I understand the very clear concern around AI that in audio format, feels much more real and human, and therefore more persuasive, than it does in things like visual media. It's also harder to tell that this is synthetic than with visual media. However, I can't help but get stopped on the idea that there seems to be no purpose of this technology other than to create misleading content that is, as far as I can tell, very clearly trained off of the work of popular podcasts. I noticed a distinct similarity between the speaking style and word choice for these episodes as with podcasts that I listen to regularly.

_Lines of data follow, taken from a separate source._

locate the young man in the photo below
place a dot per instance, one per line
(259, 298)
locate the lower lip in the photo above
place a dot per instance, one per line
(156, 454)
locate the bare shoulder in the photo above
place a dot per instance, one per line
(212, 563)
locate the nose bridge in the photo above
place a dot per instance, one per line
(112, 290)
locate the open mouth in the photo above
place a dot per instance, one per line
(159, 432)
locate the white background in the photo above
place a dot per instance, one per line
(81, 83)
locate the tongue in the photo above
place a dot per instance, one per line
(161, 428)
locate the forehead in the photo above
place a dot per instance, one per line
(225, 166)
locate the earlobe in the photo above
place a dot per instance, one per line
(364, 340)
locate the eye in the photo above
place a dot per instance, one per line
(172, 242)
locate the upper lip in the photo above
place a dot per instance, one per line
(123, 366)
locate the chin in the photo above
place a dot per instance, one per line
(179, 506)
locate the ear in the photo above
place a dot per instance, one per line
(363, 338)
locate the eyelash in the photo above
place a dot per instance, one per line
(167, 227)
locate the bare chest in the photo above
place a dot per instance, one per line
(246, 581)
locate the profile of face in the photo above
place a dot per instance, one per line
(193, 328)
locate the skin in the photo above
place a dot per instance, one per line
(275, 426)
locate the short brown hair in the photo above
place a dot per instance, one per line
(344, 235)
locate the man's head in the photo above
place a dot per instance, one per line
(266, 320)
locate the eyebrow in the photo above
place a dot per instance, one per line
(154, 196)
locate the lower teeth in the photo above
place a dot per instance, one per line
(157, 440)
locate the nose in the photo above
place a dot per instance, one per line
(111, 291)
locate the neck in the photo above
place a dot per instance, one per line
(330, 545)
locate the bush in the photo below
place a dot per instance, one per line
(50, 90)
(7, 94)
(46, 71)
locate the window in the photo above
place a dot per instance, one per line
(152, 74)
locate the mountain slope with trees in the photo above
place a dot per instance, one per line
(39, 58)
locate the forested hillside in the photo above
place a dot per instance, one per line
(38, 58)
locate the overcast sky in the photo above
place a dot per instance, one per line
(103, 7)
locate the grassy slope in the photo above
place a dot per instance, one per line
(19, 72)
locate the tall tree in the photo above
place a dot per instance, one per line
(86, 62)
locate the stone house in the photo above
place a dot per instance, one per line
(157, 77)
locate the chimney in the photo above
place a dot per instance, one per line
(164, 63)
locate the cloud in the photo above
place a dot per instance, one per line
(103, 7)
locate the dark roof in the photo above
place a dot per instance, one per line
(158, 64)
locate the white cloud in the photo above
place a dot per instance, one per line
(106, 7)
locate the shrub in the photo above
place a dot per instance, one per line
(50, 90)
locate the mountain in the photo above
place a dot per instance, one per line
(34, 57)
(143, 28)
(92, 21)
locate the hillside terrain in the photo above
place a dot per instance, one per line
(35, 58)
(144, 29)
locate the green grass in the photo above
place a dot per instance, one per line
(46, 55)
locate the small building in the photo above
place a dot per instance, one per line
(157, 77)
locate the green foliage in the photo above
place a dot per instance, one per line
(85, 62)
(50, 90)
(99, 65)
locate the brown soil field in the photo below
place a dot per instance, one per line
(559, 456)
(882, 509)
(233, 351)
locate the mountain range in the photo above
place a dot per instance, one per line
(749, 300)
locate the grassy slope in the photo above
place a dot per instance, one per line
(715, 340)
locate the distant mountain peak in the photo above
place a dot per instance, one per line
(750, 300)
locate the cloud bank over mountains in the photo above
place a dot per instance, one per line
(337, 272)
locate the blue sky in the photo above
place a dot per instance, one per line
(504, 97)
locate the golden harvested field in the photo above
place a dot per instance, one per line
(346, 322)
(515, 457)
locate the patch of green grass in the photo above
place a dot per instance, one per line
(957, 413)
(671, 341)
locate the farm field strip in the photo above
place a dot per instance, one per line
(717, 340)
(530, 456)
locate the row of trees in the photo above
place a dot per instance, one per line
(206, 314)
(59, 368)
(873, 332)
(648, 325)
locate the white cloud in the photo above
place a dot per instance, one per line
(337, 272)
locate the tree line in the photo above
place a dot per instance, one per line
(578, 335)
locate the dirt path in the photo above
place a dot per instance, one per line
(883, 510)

While the ability to create audio content that is convincing is spooky, especially as a goal, because I can think of no more likely reason for this technology's development, I also wonder if this sort of tech is making a statement in the discussion of AI regulation and creative work. If you'll allow me to take out my brush that blurs the line between analysis and conspiracy theory, keep that in mind that it's what I am painting with. One important argument in this discussion is that artists are not directly harmed by AI, and that, more importantly, that this is a reflection of the idea that art is somehow a luxury career, or less legitimate and worthy of protection than less creative options. Many believe, explicitly or implicitly, that the value of art is dependent upon the level of proficiency of the artist, and that the level of proficiency is determined based upon the level of difficulty that someone else would have in replicating that art. Taking a look at the history of modern art proves this to be false in a variety of ways, but that's something I don't want to elaborate on here.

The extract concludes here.